[Update at the End]
Le Nouvel Observateur has just written an article, on “The America We Love.”
The poster child for this effort is Michael Moore.
No, really. They honestly say Michael Moore is emblematic of the America that the French intelligentsia love.
Well, I guess that would explain why Jerry Lewis is a national hero there.
If you think about it, it probably isn’t that surprising. Moore is a bloated, dishonest, profane relic of the old left – kind of like France’s economy and much of its cultural elite, especially the radical insurgents who rose to prominence after the Summer of 1968.
Moore constantly spouts “truths” that aren’t really factual – he sort of spits out something like a fact (this bank gives out guns with new accounts) and then spins a yarn to prove his point (e.g. the bank is proof of a culture of gun violence). The French press operates the same way – most of my small handful of French friends living in France believe that the U.S. has become an armed camp after 9/11, and we’re sending liberals to Gitmo. It’s not their fault, entirely; it’s what the papers tell them.

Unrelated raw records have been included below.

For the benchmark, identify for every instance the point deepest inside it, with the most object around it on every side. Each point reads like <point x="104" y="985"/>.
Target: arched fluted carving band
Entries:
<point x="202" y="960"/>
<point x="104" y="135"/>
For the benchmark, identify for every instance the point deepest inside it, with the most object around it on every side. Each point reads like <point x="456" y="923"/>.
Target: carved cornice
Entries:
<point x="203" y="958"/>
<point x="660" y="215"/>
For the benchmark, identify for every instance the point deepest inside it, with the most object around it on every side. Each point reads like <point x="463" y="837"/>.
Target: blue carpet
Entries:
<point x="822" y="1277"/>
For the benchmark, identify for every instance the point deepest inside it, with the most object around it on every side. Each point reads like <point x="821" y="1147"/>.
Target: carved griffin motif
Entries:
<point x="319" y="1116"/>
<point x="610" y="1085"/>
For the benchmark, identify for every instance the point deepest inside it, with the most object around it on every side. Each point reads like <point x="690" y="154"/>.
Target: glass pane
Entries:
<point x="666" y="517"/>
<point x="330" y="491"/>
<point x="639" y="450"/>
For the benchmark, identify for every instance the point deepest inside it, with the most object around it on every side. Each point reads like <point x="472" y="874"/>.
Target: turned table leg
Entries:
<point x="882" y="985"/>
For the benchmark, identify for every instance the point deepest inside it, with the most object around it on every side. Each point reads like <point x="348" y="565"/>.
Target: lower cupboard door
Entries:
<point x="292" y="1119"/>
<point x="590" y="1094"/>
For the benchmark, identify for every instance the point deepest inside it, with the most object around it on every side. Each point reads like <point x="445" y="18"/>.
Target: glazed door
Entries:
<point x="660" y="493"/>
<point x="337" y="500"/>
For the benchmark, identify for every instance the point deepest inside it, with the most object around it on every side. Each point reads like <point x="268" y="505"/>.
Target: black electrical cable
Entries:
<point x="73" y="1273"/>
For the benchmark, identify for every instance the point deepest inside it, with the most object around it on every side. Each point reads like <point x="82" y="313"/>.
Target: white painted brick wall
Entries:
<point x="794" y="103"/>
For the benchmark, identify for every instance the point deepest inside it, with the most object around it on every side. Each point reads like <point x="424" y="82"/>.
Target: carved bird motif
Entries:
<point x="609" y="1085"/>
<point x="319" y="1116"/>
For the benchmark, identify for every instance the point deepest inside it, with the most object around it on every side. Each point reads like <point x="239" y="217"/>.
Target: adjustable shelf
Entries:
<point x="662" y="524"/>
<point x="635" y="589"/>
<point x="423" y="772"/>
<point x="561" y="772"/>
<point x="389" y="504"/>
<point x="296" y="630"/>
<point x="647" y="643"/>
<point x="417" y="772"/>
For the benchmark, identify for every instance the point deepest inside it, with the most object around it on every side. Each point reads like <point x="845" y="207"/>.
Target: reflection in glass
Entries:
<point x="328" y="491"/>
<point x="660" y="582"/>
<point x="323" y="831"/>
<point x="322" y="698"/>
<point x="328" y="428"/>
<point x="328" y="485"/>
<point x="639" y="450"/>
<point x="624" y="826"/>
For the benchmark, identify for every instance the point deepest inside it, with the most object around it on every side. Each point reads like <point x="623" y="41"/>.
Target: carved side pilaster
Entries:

Finally, Moore hates pretty much everything about old America, and he does so hypocritically – kinda like how the French elite hate us and our Red State values, but do nothing to stop the incursion of Levis, McDonalds, and American fims. Like the French, Moore really hates free market capitalism, the associated protestant work ethic and morals, and all the hard work that come with it — but Moore doesn’t mind being paid big bucks for his ranting criticism. Neither do the French mind being paid 40 hours wages for 36 hours work. Like the sclerotic French business community, Moore tells us that he loves unions – but you find a French multinational operating in the U.S. and you’ll find non-union labor. Just like Moore’s show. Admittedly, Moore outdoes the French in this respect; he heaps abuse on his laborers in a manner that would have shocked Papillon.
Yeah, I can see how Michael Moore is the kind of American that the French intelligentsia would love. He’s got the heart of Marcuse, with the body of the Hunchback of Notre Dame, and the wallet of a Rothschild. But this particular relationship is about as attractive as one of those fat chick pornos that the crudest among your friends might send you as a gag, featuring some 500 pound woman. I’m sure the lovin’ turns somebody on, somewhere… but for the love of God, I wish they wouldn’t email me shit like that. Open the email, and all you can think is, “owwww, my brain burns.” Yeah, for me, the love affair between Moore and the Euro-intelligentsia is about that repulsive.
But the Michael Moore thing is worse. At least you can delete the porno, and at least the French don’t publish it on the front pages of their papers.
It seems that when Michael Moore makes an appearance, he’s rather particular about what he’ll drink, requiring “X” bottles of Evian water to drink, presumably chilled to a certain temperature. So not only is Moore the kind of American that the French love, but he’s the kind of dumbass American consumer that French ad execs love. After all, Evian is just Naive spelled backwards. The whole Evian craze is really silly anyhow, because any Frenchman worth a damn would rather drink sparkling water like Perrier or Pelligrino, than Evian.
This is newsworthy to me, because I always pictured Moore’s adventures in gastronomy as more Fat Bastard than J-Lo. I just can imagine him swilling the water around in his mouth, sucking it with his breath and pronouncing its lovely bouquet and earthy undertones. In my mind, his eating habits are more like where Fat Bastard is in in bed, mostly naked and pustulent, gnawing on huge turkey legs while chocolate sauce, Tennants Lager and fried chicken crumbs drip off his chin, down his man-boobs…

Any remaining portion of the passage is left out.